Project Number: 8072-42000-082-03-R
Project Type: Reimbursable
Start Date: Sep 1, 2013
End Date: Aug 31, 2016
The long-term goal is to reduce the zoonotic transmission of food-borne pathogens. The overall research objective of this proposal is to fill a critical information gap regarding the epidemiology of Shiga toxin-producing E. coli (STEC) shedding in swine and the risk of zoonotic transmission of food-borne pathogens. The central research hypothesis is that pigs are a reservoir of STEC, particularly non-O157 STEC that pose a public health risk. The specific objectives are to: (1) Describe the epidemiology of STEC in swine. The need addressed by this objective is to generate longitudinal descriptive epidemiology of STEC in swine. (2) Identify risk factors for STEC shedding in swine. The working hypothesis is that there are risk factors that if removed or reduced, would result in a decreased risk of STEC shedding in swine; and (3) Elucidate the molecular epidemiology of STEC from cattle, swine and humans. The working hypothesis is that swine STEC will be related but genetically unique from cattle strains, though a subset will be similar to STEC strains isolated from humans with diarrheal disease. The completion of these objectives will provide the first descriptive epidemiology of STEC in swine, including molecular epidemiology, as well as an understanding of risk factors for STEC shedding in swine. This study will also lead to a more precise estimate of the frequency of STEC associated human illness attributable to pork, which could guide the development of effective and efficient intervention policies for food safety that ultimately reduce food-borne illness.

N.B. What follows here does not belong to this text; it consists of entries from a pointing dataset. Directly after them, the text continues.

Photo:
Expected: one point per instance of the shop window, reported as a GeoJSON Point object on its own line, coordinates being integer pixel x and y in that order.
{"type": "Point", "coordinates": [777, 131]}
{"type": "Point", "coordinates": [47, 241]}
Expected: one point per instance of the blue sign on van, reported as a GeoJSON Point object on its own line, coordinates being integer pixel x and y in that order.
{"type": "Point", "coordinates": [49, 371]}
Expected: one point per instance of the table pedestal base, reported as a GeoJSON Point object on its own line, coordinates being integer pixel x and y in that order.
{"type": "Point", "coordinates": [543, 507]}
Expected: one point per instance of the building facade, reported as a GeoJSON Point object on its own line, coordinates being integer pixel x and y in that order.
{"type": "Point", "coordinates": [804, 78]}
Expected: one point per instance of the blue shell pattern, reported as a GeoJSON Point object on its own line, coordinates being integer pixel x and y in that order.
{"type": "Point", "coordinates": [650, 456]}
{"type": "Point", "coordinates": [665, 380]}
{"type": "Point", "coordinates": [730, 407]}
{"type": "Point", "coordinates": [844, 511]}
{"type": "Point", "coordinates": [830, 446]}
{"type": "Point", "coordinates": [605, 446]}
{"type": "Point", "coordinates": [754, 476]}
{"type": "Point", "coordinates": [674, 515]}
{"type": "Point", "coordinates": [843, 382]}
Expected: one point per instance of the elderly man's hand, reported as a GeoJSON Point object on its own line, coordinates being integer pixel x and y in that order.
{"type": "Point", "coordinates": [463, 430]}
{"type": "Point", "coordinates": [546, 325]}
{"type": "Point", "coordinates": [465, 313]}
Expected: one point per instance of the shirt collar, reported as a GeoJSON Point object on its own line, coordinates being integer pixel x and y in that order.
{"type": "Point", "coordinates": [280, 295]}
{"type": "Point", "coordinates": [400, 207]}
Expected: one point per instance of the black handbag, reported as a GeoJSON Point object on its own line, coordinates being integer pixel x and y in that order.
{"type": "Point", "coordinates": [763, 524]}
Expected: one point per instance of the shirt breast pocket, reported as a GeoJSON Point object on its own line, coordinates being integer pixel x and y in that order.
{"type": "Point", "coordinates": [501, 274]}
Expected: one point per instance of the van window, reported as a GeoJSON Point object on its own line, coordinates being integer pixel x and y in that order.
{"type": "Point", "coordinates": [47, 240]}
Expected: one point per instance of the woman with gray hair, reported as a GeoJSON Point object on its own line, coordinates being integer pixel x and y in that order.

These studies will provide a description of the epidemiology of STEC in swine. A longitudinal descriptive epidemiology of STEC in swine will be generated, and the approach is to conduct a prospective cohort study of STEC shedding in swine, which includes determining their incidence by detecting and isolating STEC from swine feces, as well as the phenotypic and genotypic descriptive epidemiology. STEC strains isolated will be serotyped and characterized to determine their virulence potential. Second, risk factors for STEC shedding in swine will be determined by conducting a longitudinal prospective cohort study. Thirdly, the molecular epidemiology of STEC from cattle, swine, and humans will be determined. It will be determine if swine STEC are related but genetically unique from cattle strains and if a subset will be similar to STEC strains isolated from humans with diarrheal disease. The approach will be to compare the genetic relatedness of STEC isolated from cattle, swine, and human clinical isolates using pulsed-field gel electrophoresis (PFGE), multilocus sequence typing (MLST), and virulence gene profiling.